Where should I be looking for some sample $a_i$ withing the boundaries of my interest that would lead to a polynomial that is known to have no radical roots or other candidates than $x^5-x+1=0$ that would suit my needs? The Course in computational algebraic number theory by H. Cohen contains some mysterious list of polynomials in the Computing Galois Groups section but I was unable to make any sense of it.

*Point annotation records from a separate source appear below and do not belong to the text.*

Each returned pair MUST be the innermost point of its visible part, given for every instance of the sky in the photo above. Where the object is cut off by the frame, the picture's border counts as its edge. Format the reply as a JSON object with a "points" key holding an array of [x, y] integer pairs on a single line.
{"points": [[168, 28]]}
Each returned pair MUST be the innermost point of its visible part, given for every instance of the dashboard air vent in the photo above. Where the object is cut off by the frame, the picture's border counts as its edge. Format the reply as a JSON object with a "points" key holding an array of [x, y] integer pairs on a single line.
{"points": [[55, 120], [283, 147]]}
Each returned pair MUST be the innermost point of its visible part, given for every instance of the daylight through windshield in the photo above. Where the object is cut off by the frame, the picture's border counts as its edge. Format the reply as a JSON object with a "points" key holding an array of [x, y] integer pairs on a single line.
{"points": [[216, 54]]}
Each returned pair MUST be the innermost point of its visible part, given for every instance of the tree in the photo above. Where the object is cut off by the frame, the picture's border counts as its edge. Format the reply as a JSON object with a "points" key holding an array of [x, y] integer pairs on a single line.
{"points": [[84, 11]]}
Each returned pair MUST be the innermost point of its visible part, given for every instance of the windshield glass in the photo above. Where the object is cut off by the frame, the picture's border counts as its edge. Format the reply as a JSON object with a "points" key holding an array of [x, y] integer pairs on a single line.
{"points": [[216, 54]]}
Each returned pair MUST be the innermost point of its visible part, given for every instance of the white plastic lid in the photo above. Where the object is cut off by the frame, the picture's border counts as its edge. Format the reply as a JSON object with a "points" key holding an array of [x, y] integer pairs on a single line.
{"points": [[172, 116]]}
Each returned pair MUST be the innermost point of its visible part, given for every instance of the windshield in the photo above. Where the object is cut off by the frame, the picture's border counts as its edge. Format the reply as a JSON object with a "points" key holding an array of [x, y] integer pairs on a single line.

By the way, if there is any nicer way of showing this, I would also highly appreciate it. Or maybe it is possible to solve the equation for all $\mathbb{R}_+$ numbers?
Thanks a lot!
Any irreducible quintic that has exactly two nonreal zeros has Galois group $S_5$ and therefore its zeros can't be expressed in radicals. It's easy to make up examples of such polynomials of the forms $ax^5+bx^i+c$ for $i=1,2,3,4$ just using a bit of Calculus to force the two nonreal zeros, and Eisenstein or reduction modulo 2 to force the irreducibility. Whether any of the polynomials of these forms will satisfy your factorization property, I don't know, but it seems worth a try.